Para ela, o debate sobre as condições de saúde deve ser feito em conjunto com outros relacionados ao mundo do trabalho. Terceirização, competitividade, pressão pelo cumprimento de metas, rotatividade, pessoas expostas a ritmo acelerado, instabilidade e ameaça de desemprego estão diretamente interligados à saúde.
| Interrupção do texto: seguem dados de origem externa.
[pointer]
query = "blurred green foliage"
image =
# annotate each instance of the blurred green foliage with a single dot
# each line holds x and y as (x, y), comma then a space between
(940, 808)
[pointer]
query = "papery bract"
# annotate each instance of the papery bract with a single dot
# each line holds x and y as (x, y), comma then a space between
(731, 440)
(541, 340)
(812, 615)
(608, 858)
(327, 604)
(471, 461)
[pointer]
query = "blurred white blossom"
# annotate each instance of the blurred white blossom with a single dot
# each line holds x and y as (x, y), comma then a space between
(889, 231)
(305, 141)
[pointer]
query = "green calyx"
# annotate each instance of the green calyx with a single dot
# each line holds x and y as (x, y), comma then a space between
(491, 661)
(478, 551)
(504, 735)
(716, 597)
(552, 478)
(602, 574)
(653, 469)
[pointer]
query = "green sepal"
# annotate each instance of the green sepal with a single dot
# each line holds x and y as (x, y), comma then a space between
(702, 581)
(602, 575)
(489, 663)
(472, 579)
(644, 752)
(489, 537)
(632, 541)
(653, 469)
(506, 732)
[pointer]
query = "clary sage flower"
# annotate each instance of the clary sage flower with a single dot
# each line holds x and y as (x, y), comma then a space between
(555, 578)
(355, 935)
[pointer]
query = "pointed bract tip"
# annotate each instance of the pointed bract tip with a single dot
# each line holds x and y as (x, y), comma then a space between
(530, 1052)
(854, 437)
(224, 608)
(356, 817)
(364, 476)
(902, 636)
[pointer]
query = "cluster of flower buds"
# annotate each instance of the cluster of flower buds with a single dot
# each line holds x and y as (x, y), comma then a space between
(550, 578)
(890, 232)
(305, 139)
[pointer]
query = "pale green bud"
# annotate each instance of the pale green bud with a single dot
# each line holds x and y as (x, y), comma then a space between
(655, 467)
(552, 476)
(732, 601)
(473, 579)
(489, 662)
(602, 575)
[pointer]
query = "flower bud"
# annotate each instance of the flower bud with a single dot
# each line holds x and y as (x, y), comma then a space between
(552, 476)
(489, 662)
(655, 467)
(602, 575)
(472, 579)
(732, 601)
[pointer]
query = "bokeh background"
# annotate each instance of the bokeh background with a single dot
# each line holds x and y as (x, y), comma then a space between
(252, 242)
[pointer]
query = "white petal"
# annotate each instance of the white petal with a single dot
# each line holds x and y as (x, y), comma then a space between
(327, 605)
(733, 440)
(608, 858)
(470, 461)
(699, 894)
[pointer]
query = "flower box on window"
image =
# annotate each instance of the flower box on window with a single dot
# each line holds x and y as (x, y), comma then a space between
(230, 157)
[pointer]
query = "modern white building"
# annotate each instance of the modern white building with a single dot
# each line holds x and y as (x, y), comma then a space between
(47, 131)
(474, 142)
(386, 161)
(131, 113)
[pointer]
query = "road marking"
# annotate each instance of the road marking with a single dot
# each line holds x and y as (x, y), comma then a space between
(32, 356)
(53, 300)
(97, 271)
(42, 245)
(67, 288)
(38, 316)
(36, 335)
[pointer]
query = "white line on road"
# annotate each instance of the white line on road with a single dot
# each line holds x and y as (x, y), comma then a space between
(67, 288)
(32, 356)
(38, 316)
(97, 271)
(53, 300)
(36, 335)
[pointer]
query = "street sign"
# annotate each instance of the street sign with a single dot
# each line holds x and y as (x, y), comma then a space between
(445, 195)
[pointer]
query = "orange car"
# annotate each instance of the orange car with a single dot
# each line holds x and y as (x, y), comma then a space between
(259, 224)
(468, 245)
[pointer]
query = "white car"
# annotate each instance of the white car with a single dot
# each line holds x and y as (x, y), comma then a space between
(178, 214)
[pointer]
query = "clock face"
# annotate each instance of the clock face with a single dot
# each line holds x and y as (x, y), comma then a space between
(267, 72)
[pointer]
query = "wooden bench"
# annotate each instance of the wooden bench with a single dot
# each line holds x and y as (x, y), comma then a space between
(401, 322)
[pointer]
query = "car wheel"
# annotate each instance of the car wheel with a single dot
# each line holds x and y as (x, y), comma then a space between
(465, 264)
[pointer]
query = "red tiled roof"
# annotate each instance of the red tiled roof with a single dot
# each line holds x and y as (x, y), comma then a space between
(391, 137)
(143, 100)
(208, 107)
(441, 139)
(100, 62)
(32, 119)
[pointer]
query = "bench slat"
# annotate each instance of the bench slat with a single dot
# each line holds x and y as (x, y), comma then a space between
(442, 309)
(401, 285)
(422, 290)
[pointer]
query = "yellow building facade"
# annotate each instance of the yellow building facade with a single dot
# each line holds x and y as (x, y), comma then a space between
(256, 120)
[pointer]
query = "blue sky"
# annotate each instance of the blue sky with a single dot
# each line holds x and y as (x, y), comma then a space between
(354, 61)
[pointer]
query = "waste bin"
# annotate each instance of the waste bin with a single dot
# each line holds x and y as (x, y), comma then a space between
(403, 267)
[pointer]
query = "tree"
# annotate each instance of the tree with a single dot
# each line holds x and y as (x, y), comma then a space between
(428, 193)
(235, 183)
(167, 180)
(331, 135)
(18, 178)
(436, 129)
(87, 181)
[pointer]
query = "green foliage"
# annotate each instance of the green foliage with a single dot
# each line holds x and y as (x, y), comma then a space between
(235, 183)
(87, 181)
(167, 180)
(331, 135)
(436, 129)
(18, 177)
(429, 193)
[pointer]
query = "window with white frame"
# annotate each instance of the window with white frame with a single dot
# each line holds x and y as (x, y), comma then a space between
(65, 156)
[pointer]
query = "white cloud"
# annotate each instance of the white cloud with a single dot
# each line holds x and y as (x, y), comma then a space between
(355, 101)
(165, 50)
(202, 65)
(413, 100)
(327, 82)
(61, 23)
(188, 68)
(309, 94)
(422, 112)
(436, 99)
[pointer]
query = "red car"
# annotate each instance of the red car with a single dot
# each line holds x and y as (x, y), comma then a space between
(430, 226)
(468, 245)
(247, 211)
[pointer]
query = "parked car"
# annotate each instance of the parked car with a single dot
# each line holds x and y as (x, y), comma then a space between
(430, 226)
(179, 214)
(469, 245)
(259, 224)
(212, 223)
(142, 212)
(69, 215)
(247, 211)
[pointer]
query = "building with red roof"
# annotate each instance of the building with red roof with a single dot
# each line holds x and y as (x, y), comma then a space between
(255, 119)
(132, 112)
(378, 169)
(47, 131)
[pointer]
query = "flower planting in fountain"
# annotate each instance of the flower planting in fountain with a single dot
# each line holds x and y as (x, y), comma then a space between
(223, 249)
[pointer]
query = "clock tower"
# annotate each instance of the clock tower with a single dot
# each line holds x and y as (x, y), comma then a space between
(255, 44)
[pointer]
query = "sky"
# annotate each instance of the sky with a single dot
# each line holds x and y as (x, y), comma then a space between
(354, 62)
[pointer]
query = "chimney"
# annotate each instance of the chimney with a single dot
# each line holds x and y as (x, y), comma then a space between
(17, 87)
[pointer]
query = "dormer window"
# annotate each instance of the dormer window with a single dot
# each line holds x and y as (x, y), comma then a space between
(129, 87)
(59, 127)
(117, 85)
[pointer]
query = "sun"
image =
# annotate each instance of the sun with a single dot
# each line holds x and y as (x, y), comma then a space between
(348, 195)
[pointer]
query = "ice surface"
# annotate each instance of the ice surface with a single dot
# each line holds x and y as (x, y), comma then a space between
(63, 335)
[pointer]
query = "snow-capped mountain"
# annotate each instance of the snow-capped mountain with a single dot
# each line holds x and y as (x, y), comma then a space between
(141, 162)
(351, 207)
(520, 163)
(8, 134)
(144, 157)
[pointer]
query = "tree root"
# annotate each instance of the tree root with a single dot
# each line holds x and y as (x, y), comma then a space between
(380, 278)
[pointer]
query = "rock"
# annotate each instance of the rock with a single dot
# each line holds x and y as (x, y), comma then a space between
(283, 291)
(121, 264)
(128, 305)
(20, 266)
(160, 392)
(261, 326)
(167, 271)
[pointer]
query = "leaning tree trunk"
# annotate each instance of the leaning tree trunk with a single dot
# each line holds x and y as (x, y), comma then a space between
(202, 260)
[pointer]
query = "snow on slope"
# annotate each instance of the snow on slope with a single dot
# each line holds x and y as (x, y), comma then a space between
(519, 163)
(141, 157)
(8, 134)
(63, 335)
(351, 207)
“Para propiciar um mundo de trabalho competitivo, tudo gira em torno de valor financeiro e não humano. Isso cria um sentimento de vulnerabilidade que reflete na vida social dos trabalhadores, com aumento das doenças ocupacionais, hipertensão, assédio moral, distúrbios mentais, estresse, doenças respiratórias”, afirma a sindicalista. “A saúde não pode ser isolada do resto. Sabemos do enfrentamento que temos de fazer nas inúmeras áreas, porque a meta do capital não é a nossa, ela não observa a vida.”

Discussões sobre nanotecnologia também fizeram parte da conferência. Segundo alguns dos participantes, a nanotecnologia vem ganhando espaço nas mesas de negociações. A manipulação da matéria em escalas muito pequenas ainda tem efeitos pouco conhecidos por parte de trabalhadores e patrões.

“Se tivermos de pensar numa escala, podemos imaginar o nanômetro como um grão de areia, localizado entre Salvador e Natal, na distância de 1.126 quilômetros entre estas duas cidades”, afirma o técnico do Dieese Thomas Ferreira Jensen. “O mesmo material considerado seguro na escala maior, na escala nanopartícula pode entrar na pele, ou se tornar aerosol e entrar no organismo via respiratória.”

Segundo o Dieese, no Brasil existem cerca de 150 empresas envolvidas com projetos de desenvolvimentos de produtos em nanotecnologia, interagindo com setor acadêmico, com destaque para as petroquímicas e cosméticos. Desde 2008, os trabalhadores do ramo químico discutem em negociação coletiva os riscos que envolvem a nanotecnologia e tentam inserir cláusula em convenção, mas enfrentam resistência do lado patronal. Em abril do ano passado, o setor farmacêutico foi o primeiro a aceitar a inclusão do tema em acordo, como recomendação para as Comissões Internas de Prevenção de Acidentes (Cipas) abordarem com os trabalhadores os riscos existentes e medidas de proteção.

“A incorporação do progresso técnico tanto pode ser benéfica como danosa. Ainda não há estudos confiáveis para avaliar os riscos da nanotecnologia na saúde do trabalhador, mas é necessário incorporar essas tecnologias a um processo seguro”, afirma Jensen. As negociações e estudos em torno de nanotecnologias envolvem as assessorias do Dieese, Departamento Intersindical de Estudos e Pesquisas de Saúde e dos Ambientes de Trabalho (Diesat), Fundacentro e sindicatos.